Read from a Hive Metastore table and write results to BigQuery

The following example shows how to transform a Hive Metastore table and write the results to BigQuery:

CREATE PROCEDURE my_bq_project.my_dataset.spark_proc()
WITH CONNECTION `my-project-id.us.my-connection`
OPTIONS(engine="SPARK")
LANGUAGE PYTHON AS R"""
from pyspark.sql import SparkSession

spark = SparkSession \
   .builder \
   .appName("Python Spark SQL Dataproc Hive Metastore integration test example") \
   .enableHiveSupport() \
   .getOrCreate()

spark.sql("CREATE DATABASE IF NOT EXISTS records")

spark.sql("CREATE TABLE IF NOT EXISTS records.student (eid int, name String, score int)")

spark.sql("INSERT INTO records.student VALUES (1000000, 'AlicesChen', 10000)")
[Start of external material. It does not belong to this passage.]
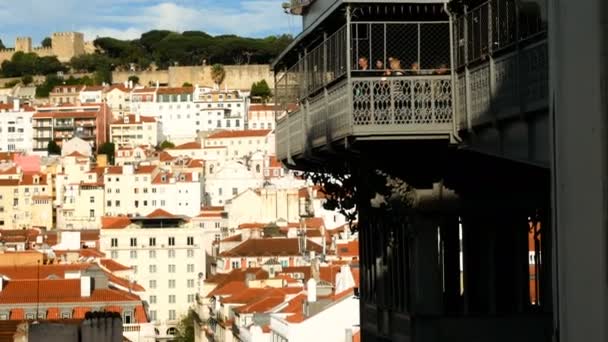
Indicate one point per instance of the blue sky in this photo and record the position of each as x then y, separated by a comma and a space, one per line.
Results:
127, 19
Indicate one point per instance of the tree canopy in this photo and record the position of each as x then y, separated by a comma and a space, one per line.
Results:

df = spark.sql("SELECT * FROM records.student")

df.write.format("bigquery") \
  .option("writeMethod", "direct") \
  .save("records_dataset.student")
"""

View log filters

After you call a stored procedure for Apache Spark, you can view the log information. To obtain the Cloud Logging filter information and the Spark History Cluster endpoint, use the bq show command. The filter information is available under the SparkStatistics field of the child job. To get log filters, follow these steps:

  1. Go to the BigQuery page.

    Go to BigQuery

  2. In the query editor, list child jobs of the stored procedure's script job:

    bq ls -j --parent_job_id=$parent_job_id
    

    To learn how to get the job ID, see View job details.
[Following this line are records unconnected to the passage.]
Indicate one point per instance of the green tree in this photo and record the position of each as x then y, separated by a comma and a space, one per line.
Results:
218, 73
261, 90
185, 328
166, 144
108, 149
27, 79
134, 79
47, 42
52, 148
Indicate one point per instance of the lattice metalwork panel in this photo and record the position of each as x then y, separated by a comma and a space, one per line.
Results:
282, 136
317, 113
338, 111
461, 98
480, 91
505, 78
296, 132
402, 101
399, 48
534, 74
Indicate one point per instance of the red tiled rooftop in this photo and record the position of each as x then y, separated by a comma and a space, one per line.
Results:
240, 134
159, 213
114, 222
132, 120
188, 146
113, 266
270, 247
    The output is similar to the following:

                    jobId                         Job Type     State       Start Time         Duration
    ---------------------------------------------- ---------   ---------  ---------------  ----------------
    script_job_90fb26c32329679c139befcc638a7e71_0   query      SUCCESS   07 Sep 18:00:27   0:05:15.052000
    
  3. Identify the jobId for your stored procedure and use the bq show command to view details of the job:

    bq show --format=prettyjson --job $child_job_id
    

    Copy the sparkStatistics field because you need it in another step.

    The output is similar to the following:

    {
    "configuration": {...}
    …
    "statistics": {
     …
      "query": {
        "sparkStatistics": {
          "loggingInfo": {
            "projectId": "myproject",
            "resourceType": "myresource"
          },
          "sparkJobId": "script-job-90f0",
          "sparkJobLocation": "us-central1"
        },
        …
      }
    }
    }
    

  4. For Logging, generate log filters with the SparkStatistics fields:

    resource.type = sparkStatistics.loggingInfo.resourceType
    resource.labels.project_id=sparkStatistics.loggingInfo.projectId
    resource.labels.batch_id=sparkStatistics.sparkJobId
    

Limitations

Quotas and limits

For information about quotas and limits, see stored procedures for Apache Spark quotas and limits.